What does "directly metered utilities excluded from common expenses" mean?
This clause states that if the tenant's premises are separately metered, the tenant pays that utility directly to the provider, and the landlord cannot also recover those utility costs through the CAM reconciliation. The exclusion prevents the tenant from paying twice: once directly to the utility company and once through their pro-rata share of pooled building utility costs. The exclusion applies only if the meters are actually installed and the tenant is actually paying directly. If metering is optional or incomplete, the clause may not protect the tenant.
What are after-hours HVAC charges and why are they separate from CAM?
After-hours HVAC charges are fees for heating, cooling, or ventilation service delivered outside the standard building operating hours. Standard HVAC costs during normal business hours are included in operating expenses and recovered through CAM. After-hours service is separately billable because it is consumed by specific tenants, not shared by all. The charge may be a fixed hourly rate, an actual cost charge, or a contractually defined amount. Abstractors should capture after-hours HVAC as a separate field from base CAM utilities because it affects total occupancy cost analysis separately.
How does pooled utility allocation work in a commercial building?

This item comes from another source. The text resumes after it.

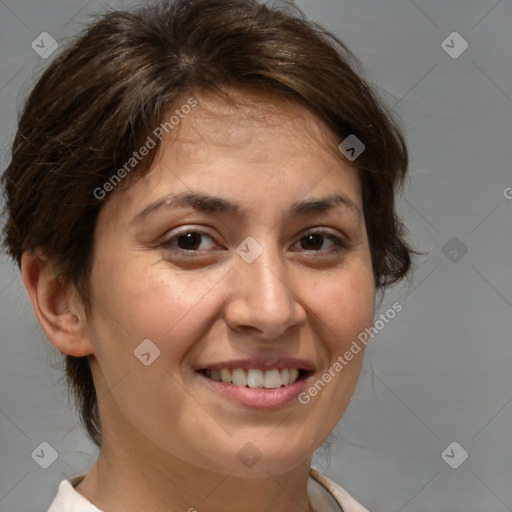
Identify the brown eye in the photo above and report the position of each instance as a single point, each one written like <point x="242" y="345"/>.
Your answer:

In a pooled structure, the landlord pays for utilities serving the entire building, including common areas, occupied tenant spaces, and sometimes vacant spaces. The total cost is allocated to tenants through their pro-rata share in the CAM reconciliation. The tenant does not pay a separate utility bill; instead, their utility cost is embedded in the CAM charge. Pooled allocation works properly when it covers only spaces and uses that are included in the CAM definition. Problems arise when the pool includes spaces or uses that are excluded from the CAM definition but the utilities for those spaces have not been separated from the pooled total.
What is the industrial tenant direct-plus-pooled collision problem?
An industrial tenant may have separately metered utilities for manufacturing operations, pay those directly to the utility provider, and also share in pooled utility costs through CAM for the building's common areas and shared systems. If the lease excludes directly metered utilities from CAM but the landlord's reconciliation includes utility costs for the premises area in the pooled total without deducting the directly metered portion, the tenant pays twice for that utility use. The abstract must separately capture the direct metering status, the exclusion clause, and the pooled allocation structure to make this collision visible.